More interesting is the case of the delayed write, invoked via bdwrite(). In this scenario, the process tells the librarian, “I have updated this block, but I may have more changes for it shortly. Do not trouble the disk runner just yet.” The librarian marks the buffer with the B_DELWRI flag and places it back on the available list. The physical write is deferred until the system is less busy, or until another process needs this specific buffer for a different purpose. This mechanism is a triumph of efficiency, consolidating multiple small writes into a single, larger I/O operation.

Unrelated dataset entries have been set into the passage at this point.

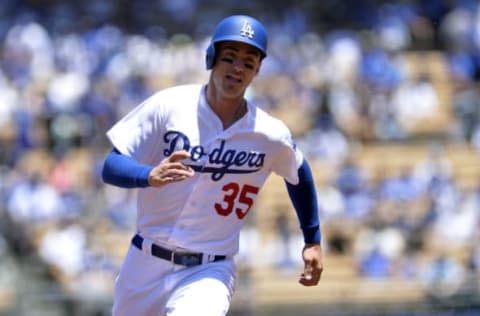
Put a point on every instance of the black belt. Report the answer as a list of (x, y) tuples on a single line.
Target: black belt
[(184, 259)]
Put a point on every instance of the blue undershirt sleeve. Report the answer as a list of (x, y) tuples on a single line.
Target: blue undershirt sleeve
[(123, 171), (304, 200)]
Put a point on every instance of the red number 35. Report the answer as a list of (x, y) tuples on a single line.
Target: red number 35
[(244, 195)]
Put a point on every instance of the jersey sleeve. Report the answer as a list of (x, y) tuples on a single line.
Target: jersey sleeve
[(132, 135), (288, 158)]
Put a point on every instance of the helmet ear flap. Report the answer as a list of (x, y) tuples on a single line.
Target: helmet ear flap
[(210, 57)]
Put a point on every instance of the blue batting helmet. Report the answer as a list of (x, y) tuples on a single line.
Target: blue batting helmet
[(238, 28)]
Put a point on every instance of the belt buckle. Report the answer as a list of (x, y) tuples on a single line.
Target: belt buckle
[(187, 259)]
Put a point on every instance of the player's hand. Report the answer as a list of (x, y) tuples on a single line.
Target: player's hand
[(312, 257), (171, 169)]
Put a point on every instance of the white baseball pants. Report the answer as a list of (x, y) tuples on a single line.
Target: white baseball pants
[(151, 286)]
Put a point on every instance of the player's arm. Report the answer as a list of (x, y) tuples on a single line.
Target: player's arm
[(124, 171), (304, 199)]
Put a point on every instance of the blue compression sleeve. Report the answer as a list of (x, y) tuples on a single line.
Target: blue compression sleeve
[(304, 199), (125, 172)]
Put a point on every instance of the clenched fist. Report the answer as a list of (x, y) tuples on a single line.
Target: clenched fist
[(170, 169)]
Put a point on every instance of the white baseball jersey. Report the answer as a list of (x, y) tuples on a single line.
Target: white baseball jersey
[(203, 213)]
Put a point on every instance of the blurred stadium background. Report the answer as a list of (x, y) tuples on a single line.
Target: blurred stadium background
[(382, 96)]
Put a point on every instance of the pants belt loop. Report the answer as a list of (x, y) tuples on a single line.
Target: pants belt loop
[(147, 246)]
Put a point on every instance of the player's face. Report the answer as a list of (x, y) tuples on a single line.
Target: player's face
[(236, 66)]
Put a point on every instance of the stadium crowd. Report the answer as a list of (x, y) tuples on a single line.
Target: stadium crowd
[(340, 80)]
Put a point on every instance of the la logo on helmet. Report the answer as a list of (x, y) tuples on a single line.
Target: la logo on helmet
[(247, 30)]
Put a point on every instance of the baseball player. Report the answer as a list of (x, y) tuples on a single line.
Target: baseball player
[(199, 155)]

The Ghost of SVR4: A Unified Consciousness

My dear reader, the SVR4 buffer cache, a fine and noble apparatus, was a world unto itself. It was a cache for block devices, distinct and separate from the memory used for file pages. This duality was its defining feature and, in time, its obsolescence. A file’s data might exist in the page cache for mapping into a process’s address space, and also in the buffer cache if read via the read() system call. This redundancy, this double-caching, was a waste of our most precious resource: memory.

Modern Contrast (2026): By the year 2026, the very notion of a separate buffer cache has been relegated to the historical archives. The Linux kernel, for instance, employs a unified page cache. There is but one library. When a block is read from a disk, it enters the page cache. If a process read()s the file, the data is copied from the page cache to the user’s buffer. If a process mmap()s the file, the very same pages are mapped directly into its address space. There is no duplication.

Furthermore, the simple, doubly-linked lists for hashing and free management have been supplanted by far more sophisticated structures. Linux employs radix trees to track a file’s pages and highly advanced I/O schedulers (such as Budget Fair Queueing) that go far beyond our simple disksort elevator algorithm. These schedulers can prioritize interactive requests, merge adjacent requests, and ensure fairness among many competing processes. The struct buf has been replaced by the struct bio, a far more abstract representation of a block I/O request that can describe a collection of non-contiguous memory pages (a “scatter-gather list”) to be transferred in a single operation. The soul of my buffer cache lives on, but its form has evolved into a far more integrated and conscious entity.



Conclusion: The Enduring Value of the Cache

The Block I/O subsystem’s buffer cache, our metaphorical lending library, stands as a testament to a foundational principle of computing: the profound and inescapable disparity between the speed of the processor and the mechanical languor of the disk. By maintaining a small, intelligently managed collection of frequently used data blocks in fast memory, the kernel mitigates this disparity with remarkable effectiveness.

The mechanisms of getblk, bread, and bwrite, governed by the state chronicled in the struct buf ledger, form a complete system for the efficient mediation of data. Whether it is retrieving a block with the speed of a cache hit or deferring a write to a more opportune moment, the buffer cache ensures that the kernel’s voracious need for data is met with decorum and dispatch, preventing the entire system from being bogged down in the muddy slowness of the physical disk. It is a simple, elegant, and utterly essential piece of civic infrastructure in the metropolis of the kernel.